One particular image stood out. In it, the boat rests diagonally in front of the Spencers’ garage. The top of a palm tree rises behind the hull like fireworks bursting. In the foreground a dozen or so kids are sitting in the neighbors’ driveway. Some are small and some are bigger. Some are wearing shirts with horizontal stripes and some are sitting on skateboards. Two tall girls stand on the sidewalk with their arms crossed, and a blurry little boy runs into the lower left corner of the frame. Everyone is looking across the lawn at the boat. The image felt pulled from my memory.

boat

“Can you see yourself there?” Mr. Spencer asked.

“That’s me I think,” I said, pointing at a boy with a bowl cut, leaning back on his skateboard. “I still sit like that. But I can’t remember that shirt.”

“I’ve often wondered what those kids thought,” he said.

I shifted on the bench and answered.

“I want to thank you for doing what you did,” I said. “I know you built the boat to expose your kids to the world but your actions created ripples, and those ripples reached me.”

I kept talking, bouncing from point to point, random detail to random detail. He listened and smiled as I detailed some of the adventure fantasies I’d projected on him and his family, how he helped influence the direction of my life, how I felt my travel experiences gave me, as he had described it previously, a directness of life.

“I’m sorry,” I said. “I’m rambling.”

“That’s alright, I’ve never minded rambling. That’s what cruising is about.” He paused, studied my face, then let out a small laugh. “You just want to ramble in a fashion that allows you to enjoy unexpected discoveries.”

I smiled and relaxed, feeling we had both been doing just that.
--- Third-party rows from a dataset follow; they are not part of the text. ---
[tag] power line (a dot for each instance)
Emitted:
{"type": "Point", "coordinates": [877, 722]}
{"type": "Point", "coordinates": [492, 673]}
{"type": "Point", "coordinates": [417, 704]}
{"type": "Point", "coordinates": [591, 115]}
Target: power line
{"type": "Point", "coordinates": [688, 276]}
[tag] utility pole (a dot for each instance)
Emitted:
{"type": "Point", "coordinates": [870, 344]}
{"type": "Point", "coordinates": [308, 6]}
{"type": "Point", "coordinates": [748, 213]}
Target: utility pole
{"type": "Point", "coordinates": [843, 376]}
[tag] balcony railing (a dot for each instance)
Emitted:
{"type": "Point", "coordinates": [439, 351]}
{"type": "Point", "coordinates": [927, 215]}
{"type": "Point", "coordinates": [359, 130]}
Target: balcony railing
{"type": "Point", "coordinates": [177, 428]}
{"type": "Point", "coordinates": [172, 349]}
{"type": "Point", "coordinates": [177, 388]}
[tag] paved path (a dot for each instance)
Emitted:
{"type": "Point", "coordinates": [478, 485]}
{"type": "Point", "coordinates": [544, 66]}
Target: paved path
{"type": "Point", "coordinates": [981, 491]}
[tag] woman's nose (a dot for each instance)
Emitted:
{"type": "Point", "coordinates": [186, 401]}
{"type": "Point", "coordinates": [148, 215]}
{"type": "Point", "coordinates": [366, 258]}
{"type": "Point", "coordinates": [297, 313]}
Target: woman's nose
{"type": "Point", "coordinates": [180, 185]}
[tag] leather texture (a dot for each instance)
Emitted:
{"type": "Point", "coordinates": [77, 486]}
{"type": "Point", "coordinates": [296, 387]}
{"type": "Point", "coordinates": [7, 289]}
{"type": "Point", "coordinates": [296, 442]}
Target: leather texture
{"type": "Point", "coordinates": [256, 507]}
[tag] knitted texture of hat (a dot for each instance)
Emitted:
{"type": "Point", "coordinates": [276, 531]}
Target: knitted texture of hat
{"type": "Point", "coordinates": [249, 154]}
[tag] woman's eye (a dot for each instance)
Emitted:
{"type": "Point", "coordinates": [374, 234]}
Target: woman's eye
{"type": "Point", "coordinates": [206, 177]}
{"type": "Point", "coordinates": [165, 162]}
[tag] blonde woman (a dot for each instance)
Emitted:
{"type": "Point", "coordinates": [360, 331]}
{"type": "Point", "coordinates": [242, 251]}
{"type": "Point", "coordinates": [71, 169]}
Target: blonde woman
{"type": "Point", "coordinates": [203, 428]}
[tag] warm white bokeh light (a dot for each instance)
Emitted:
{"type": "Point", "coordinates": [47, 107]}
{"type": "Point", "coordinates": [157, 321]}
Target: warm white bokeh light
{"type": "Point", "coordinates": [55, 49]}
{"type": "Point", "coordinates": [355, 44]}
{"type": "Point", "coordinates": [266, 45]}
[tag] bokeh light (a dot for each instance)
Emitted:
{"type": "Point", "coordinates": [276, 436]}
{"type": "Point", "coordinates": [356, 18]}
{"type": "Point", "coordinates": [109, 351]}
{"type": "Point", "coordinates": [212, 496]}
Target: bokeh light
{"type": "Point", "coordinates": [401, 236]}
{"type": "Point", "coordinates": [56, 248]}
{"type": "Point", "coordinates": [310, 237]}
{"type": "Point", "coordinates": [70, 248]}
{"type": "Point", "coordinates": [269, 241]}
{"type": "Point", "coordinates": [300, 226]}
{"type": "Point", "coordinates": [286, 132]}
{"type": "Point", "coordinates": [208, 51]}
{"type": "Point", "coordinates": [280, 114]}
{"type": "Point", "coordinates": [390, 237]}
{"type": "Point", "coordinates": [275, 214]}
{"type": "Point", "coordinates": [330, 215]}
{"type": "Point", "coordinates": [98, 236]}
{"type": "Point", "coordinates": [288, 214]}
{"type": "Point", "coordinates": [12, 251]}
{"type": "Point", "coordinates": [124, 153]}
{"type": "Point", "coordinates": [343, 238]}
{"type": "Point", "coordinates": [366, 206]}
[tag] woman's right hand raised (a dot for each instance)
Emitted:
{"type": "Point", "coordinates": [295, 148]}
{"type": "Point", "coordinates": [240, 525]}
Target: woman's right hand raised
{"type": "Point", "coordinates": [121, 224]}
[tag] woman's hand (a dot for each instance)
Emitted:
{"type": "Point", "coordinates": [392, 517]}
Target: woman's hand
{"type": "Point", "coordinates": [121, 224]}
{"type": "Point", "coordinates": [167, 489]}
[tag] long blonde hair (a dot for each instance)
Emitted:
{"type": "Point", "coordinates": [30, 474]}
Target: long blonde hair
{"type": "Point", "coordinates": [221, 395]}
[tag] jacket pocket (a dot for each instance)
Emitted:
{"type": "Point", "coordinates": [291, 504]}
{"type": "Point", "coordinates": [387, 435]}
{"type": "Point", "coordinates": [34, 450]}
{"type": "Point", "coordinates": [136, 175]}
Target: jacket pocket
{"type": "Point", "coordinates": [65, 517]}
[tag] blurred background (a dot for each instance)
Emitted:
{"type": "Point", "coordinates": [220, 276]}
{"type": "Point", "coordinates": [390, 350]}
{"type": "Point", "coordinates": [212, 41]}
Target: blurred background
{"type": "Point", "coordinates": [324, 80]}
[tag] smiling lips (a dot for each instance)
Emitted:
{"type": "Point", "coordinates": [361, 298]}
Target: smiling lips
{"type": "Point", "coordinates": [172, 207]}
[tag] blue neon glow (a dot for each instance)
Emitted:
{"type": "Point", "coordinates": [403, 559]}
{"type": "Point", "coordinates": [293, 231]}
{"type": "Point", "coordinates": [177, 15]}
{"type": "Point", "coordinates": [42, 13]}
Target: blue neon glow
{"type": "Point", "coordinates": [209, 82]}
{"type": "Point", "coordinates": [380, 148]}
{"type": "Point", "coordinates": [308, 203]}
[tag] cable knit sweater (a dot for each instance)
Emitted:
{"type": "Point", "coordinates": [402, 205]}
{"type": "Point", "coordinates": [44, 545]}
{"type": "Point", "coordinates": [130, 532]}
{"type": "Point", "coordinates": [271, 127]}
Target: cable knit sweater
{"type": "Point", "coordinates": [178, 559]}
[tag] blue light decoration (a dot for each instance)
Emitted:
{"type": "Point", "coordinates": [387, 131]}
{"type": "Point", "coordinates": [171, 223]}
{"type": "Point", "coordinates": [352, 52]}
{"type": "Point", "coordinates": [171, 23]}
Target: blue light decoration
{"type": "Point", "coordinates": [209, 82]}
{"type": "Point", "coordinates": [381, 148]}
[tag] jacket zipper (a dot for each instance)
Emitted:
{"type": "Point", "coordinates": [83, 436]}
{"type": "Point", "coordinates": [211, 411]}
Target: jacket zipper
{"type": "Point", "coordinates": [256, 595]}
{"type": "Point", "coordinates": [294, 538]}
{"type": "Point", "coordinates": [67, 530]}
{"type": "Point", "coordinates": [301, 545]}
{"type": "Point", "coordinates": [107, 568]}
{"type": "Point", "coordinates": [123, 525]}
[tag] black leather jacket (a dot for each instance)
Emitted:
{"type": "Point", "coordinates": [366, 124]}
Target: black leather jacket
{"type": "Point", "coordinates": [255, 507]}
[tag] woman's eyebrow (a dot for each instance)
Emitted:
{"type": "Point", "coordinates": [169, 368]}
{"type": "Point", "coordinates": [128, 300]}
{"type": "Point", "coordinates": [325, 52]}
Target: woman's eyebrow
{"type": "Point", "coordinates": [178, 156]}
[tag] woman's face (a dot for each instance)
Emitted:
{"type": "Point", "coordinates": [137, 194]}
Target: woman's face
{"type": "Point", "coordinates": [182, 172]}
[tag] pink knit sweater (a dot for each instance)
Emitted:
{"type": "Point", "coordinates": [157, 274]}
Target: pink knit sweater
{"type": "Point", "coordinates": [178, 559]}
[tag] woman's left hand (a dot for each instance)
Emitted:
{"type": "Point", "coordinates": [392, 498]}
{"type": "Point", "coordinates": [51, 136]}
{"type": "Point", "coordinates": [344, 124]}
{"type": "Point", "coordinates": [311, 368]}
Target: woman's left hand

Our conversation drifted from the photos to politics to family, and then it was time to go. I slurped the last drops of Shoutin’ Orange Tangergreen from the tiny cardboard box and thanked him for having me aboard. I climbed down the ladder and walked up the ramp to my car, alone. Street traffic was flowing and I sped past a series of mini-malls, gas stations and hole-in-the-wall food stands. The freeway onramp came upon me quickly, but I didn’t get on it. I made a left turn and took the long way home.